Living in an urban neighborhood as an adult, we have plenty of characters.  “Running lady” who always wears braided pigtails, bright red lipstick and runs to the bus stop as well as home from the bus stop…not because she’s late for something.  It’s just what her body or mind tells her to do.  “Yelling guy” who rides a bike in cowboy boots and yells at imaginary people.  The old guy in the dark grey suit and fuzzy grey white hair and beard that shuffles around mumbling.  These are the characters that really stand out. 

But there are others that you may not think of as characters.  The guy with the tattooed head who could always be spotted pushing a double stroller.  The cyclist that rides to and from work each day pulling his dog behind him in a laundry basket on a trailer.  The neighbor that is always organizing stuff, attending neighborhood meetings or passing out fliers.  The super friendly clerk at the game store or the owner of the BBQ joint with the distinctive voice that stands in the doorway and talks to everyone. 

These people are filling an important role in a community.  They add to its identity.  They create common experiences and knowledge that can shared by members of the community.  “You know the yelling guy?”  “Yes!  He rides by our house all the time!” 

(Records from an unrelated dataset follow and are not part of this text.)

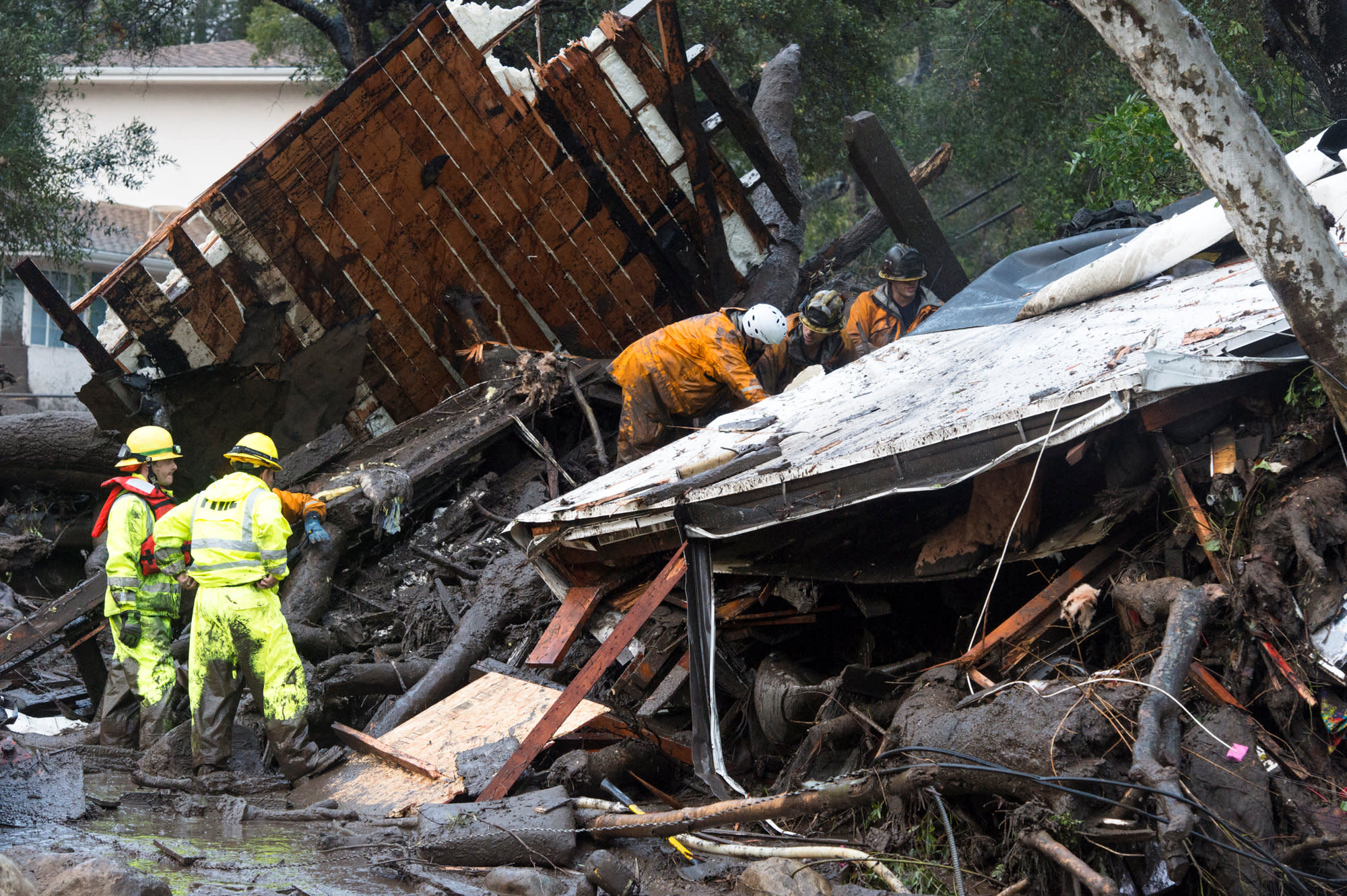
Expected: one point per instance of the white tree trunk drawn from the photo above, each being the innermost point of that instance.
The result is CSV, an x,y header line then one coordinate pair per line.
x,y
1286,234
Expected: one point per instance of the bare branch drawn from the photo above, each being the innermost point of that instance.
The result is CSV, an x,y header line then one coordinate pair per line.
x,y
332,26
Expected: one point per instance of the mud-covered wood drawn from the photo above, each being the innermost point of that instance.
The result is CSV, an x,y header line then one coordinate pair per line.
x,y
742,121
883,172
73,330
588,677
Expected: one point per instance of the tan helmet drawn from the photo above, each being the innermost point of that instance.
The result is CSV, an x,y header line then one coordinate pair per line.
x,y
822,311
147,444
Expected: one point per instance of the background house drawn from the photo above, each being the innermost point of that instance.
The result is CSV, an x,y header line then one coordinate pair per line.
x,y
209,105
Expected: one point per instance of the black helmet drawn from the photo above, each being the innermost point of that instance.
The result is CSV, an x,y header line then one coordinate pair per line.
x,y
903,263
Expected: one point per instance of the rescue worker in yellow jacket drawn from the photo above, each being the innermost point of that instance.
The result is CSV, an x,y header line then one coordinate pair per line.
x,y
814,337
142,602
686,369
890,312
238,535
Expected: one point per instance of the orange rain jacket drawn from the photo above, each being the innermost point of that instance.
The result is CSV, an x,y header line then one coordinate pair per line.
x,y
693,365
875,320
297,505
785,361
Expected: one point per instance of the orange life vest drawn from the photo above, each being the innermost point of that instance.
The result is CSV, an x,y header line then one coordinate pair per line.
x,y
160,504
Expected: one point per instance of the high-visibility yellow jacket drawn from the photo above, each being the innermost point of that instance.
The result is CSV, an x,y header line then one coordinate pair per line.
x,y
130,524
236,529
693,365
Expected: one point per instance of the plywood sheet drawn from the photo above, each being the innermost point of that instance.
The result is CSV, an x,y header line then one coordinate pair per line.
x,y
490,710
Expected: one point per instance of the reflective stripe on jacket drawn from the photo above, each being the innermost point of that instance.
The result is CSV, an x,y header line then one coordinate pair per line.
x,y
236,529
875,320
130,522
693,365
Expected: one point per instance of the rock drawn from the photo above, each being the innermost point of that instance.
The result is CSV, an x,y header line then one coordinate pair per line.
x,y
45,866
782,878
522,882
13,882
106,878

They enrich our daily experience while we are moving through our day and along our familiar paths to work, to school, to the store.  Our communities are not only the buildings, streets, and parks that create the spaces we occupy but the people that create the energy and the color of our experience.    Without them, our experience might not be as colorful.

I have to say, they all make me smile.  Some make me sad.  On any given day I can be reminded of the fragility of the human brain.  I can appreciate their creativity and ingenuity.  I can be fed by their friendliness.  I can admire their authenticity.  I appreciate that range of emotions they spur in me.

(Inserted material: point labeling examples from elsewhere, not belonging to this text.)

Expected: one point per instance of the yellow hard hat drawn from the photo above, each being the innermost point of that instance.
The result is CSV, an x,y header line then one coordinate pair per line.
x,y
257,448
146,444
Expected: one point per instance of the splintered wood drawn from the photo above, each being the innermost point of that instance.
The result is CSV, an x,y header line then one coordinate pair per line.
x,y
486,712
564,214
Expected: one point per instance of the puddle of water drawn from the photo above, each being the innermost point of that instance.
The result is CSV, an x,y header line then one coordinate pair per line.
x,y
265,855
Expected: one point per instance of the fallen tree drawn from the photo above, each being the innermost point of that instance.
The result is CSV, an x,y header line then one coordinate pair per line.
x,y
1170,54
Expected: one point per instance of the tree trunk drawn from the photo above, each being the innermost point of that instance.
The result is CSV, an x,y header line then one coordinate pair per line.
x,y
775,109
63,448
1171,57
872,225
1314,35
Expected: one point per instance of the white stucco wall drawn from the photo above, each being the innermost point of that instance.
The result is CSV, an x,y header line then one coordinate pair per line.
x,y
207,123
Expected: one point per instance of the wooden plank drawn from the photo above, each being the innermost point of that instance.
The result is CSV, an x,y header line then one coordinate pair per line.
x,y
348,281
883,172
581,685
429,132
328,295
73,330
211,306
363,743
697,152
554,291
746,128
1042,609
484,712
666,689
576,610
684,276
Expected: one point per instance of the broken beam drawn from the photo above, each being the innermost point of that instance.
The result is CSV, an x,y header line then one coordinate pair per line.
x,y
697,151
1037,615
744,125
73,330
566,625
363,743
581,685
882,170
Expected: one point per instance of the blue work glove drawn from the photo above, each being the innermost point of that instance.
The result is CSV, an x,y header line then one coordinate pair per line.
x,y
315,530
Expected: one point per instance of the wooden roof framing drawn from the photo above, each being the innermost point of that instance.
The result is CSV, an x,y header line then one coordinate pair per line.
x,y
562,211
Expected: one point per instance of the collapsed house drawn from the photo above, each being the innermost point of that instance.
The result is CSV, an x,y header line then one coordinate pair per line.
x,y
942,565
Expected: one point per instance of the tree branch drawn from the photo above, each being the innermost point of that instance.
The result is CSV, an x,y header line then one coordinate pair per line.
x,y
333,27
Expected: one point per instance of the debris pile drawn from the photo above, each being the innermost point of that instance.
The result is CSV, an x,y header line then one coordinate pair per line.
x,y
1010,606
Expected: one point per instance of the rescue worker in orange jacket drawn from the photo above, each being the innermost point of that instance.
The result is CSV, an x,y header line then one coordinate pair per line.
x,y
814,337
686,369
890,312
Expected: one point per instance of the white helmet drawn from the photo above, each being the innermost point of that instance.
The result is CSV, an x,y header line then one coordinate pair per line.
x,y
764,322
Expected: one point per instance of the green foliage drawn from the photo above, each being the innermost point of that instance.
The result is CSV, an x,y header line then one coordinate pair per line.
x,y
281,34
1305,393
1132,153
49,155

I had a sister with Down’s Syndrome that died when she was only three.  But I think of her.  And I think that had she lived to be a somewhat independent adult, I would have wanted her to live in a community where she could walk to stores to get what she needed and ride the bus.  But most importantly, I would have wanted her to live somewhere where people would know her, recognize her and say hello to her.  She may have been a neighborhood character, because she would have been noticeably different and I imagine she would probably have been very social and said hello to everyone. 

I appreciate that my children get to experience this with me.  They have grown up knowing that there are SO many different kinds of people…no one is weird just because they do things differently.  It’s ok to be just who you are.  I am so thankful for that gift. 

One of the underlying reasons a community has or does not have characters is housing.  If a community has all different kinds of housing options… large, small, affordable, not so affordable, condos, single family, apartments, group options, rooms for rent, or ‘mother in law’ apartments …a wider variety  of people can live there.  A mix of uses is another key.  Shops, restaurants, library, post office, bus stops, grocery stores, services within walking distance can support a wider variety of people…with and without cars.  A walkable, mixed use neighborhood is not just a trendy idea for coffee shops and sidewalk cafes.   This gets people out into the world.  Young and old, rich and poor, able and disabled… Otherwise, we wouldn’t experience each other. 

And we wouldn’t experience our neighborhood characters.  They would be in cars.  Or somewhere else.

I would love to hear about the characters in your community!